In a further aspect, the disclosure provides a kit comprising primers for multiplex amplification for two, three, four, five, six, seven, eight, nine, ten, or all of genes CAMK2G, DERA, FAM46A, KIAA1109, LRRC58, MYLIP, NDUFV3, NMRK1, PI4KA, PRTFDC1, PYGO2, RNF149, TFIP11, TRIM21, USB1, Y_RNA (ENSG00000201412), Y_RNA (ENSG00000238912), and YWHAQP5 (ENSG00000236564); wherein the kit does not comprise primers for amplification of more than 100 genes. In some embodiments, the kit does not comprise primers for amplification of more than 20 gene, more than 50 genes, more than 500 genes, or more than 1,000 genes.

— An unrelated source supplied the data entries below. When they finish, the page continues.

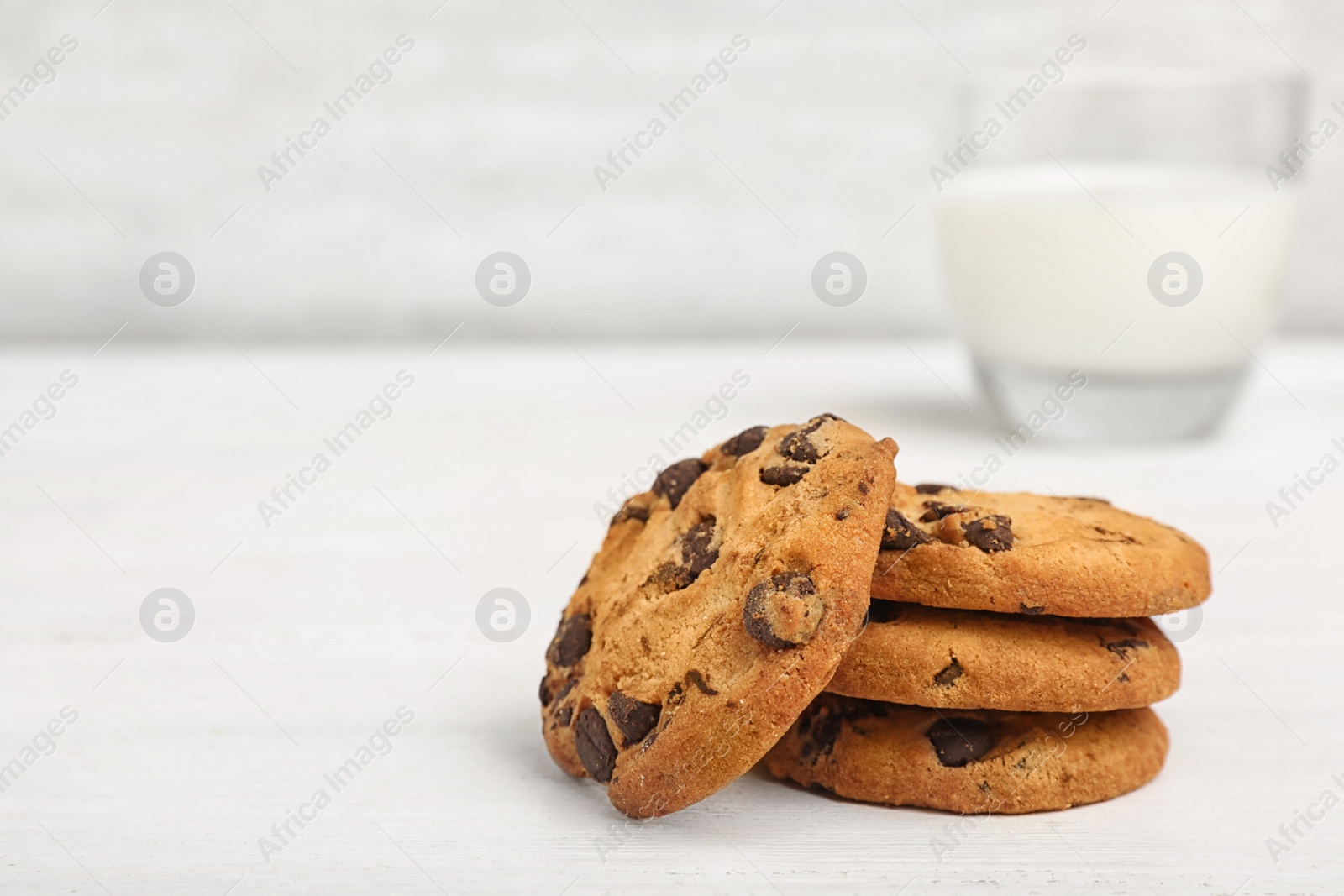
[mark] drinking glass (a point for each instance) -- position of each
(1120, 239)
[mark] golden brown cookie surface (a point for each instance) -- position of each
(969, 761)
(1019, 553)
(978, 660)
(718, 607)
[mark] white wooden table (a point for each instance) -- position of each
(360, 598)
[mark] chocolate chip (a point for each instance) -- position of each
(885, 610)
(696, 557)
(631, 512)
(633, 718)
(745, 443)
(1120, 647)
(669, 577)
(783, 474)
(819, 728)
(796, 446)
(960, 741)
(571, 640)
(783, 611)
(696, 547)
(698, 680)
(951, 673)
(900, 533)
(1120, 537)
(934, 511)
(990, 533)
(595, 745)
(674, 481)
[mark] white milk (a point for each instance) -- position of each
(1043, 277)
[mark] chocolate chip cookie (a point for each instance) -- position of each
(1018, 553)
(981, 762)
(717, 609)
(976, 660)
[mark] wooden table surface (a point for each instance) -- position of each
(356, 600)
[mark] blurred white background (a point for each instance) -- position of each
(486, 139)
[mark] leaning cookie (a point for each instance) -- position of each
(718, 607)
(961, 761)
(1018, 553)
(976, 660)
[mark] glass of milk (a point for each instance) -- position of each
(1119, 239)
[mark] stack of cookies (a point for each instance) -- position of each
(1003, 665)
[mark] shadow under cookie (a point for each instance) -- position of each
(979, 660)
(972, 762)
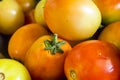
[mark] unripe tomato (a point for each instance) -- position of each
(72, 19)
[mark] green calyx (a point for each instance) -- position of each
(53, 45)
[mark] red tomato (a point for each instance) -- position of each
(93, 60)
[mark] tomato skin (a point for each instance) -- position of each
(13, 70)
(93, 60)
(110, 12)
(27, 34)
(72, 19)
(111, 33)
(43, 65)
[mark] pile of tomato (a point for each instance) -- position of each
(59, 40)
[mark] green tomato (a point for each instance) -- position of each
(72, 19)
(13, 70)
(11, 16)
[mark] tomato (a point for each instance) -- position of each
(111, 33)
(72, 19)
(109, 9)
(39, 13)
(13, 70)
(23, 38)
(29, 17)
(93, 60)
(27, 5)
(45, 58)
(11, 16)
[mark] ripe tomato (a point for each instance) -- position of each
(27, 5)
(13, 70)
(72, 19)
(111, 33)
(45, 58)
(23, 38)
(110, 12)
(93, 60)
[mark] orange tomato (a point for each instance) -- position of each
(45, 58)
(23, 38)
(93, 60)
(29, 17)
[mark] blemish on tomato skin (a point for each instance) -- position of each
(73, 74)
(2, 76)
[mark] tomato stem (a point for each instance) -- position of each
(54, 45)
(2, 76)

In one aspect, described herein are methods for predicting the risk or existence of preeclampsia; and or risk of pregnancy complications related to preeclampsia, such as gestational diabetes and/or gestational-onset hypertension. Such methods comprise quantifying the RNA expression level in a cfRNA sample obtained from a pregnant human subject, e.g., at five weeks or longer gestation, of at least one gene of a panel of genes comprising BNIP3L, FECH, HEMGN, SNCA, OAZ1, GSPT1, AKNA, CSF3R, IGF2, RPS15, and MARCH2. In some embodiments, the expression level is determined for a subset of the panel of genes that comprises at least two genes selected from BNIP3L, FECH, HEMGN, SNCA, OAZ1, GSPT1, AKNA, CSF3R, IGF2, RPS15, and MARCH2. In some embodiments, the expression level is determined for a subset of the panel of genes that comprises at least three genes selected from BNIP3L, FECH, HEMGN, SNCA, OAZ1, GSPT1, AKNA, CSF3R, IGF2, RPS15, and MARCH2. In some embodiments, the expression level is determined for a subset of the panel of genes that comprises at least four genes selected from BNIP3L, FECH, HEMGN, SNCA, OAZ1, GSPT1, AKNA, CSF3R, IGF2, RPS15, and MARCH2. In some embodiments, the expression level is determined for a subset of the panel of genes comprises at least five or six genes selected from BNIP3L, FECH, HEMGN, SNCA, OAZ1, GSPT1, AKNA, CSF3R, IGF2, RPS15, and MARCH2, In some embodiments, the expression level is determined for a subset of the panel of genes that comprises at least seven, eight, nine or ten genes selected from BNIP3L, FECH, HEMGN, SNCA, OAZ1, GSPT1, AKNA, CSF3R, IGF2, RPS15, and MARCH2. In some embodiments, the expression level is determined for each of the eleven genes BNIP3L, FECH, HEMGN, SNCA, OAZ1, GSPT1, AKNA, CSF3R, IGF2, RPS15, and MARCH2. In some embodiments, the method further comprises applying a classifier to assess the risk of the patient for preeclampsia relative to a control population, e.g., normotensive human females.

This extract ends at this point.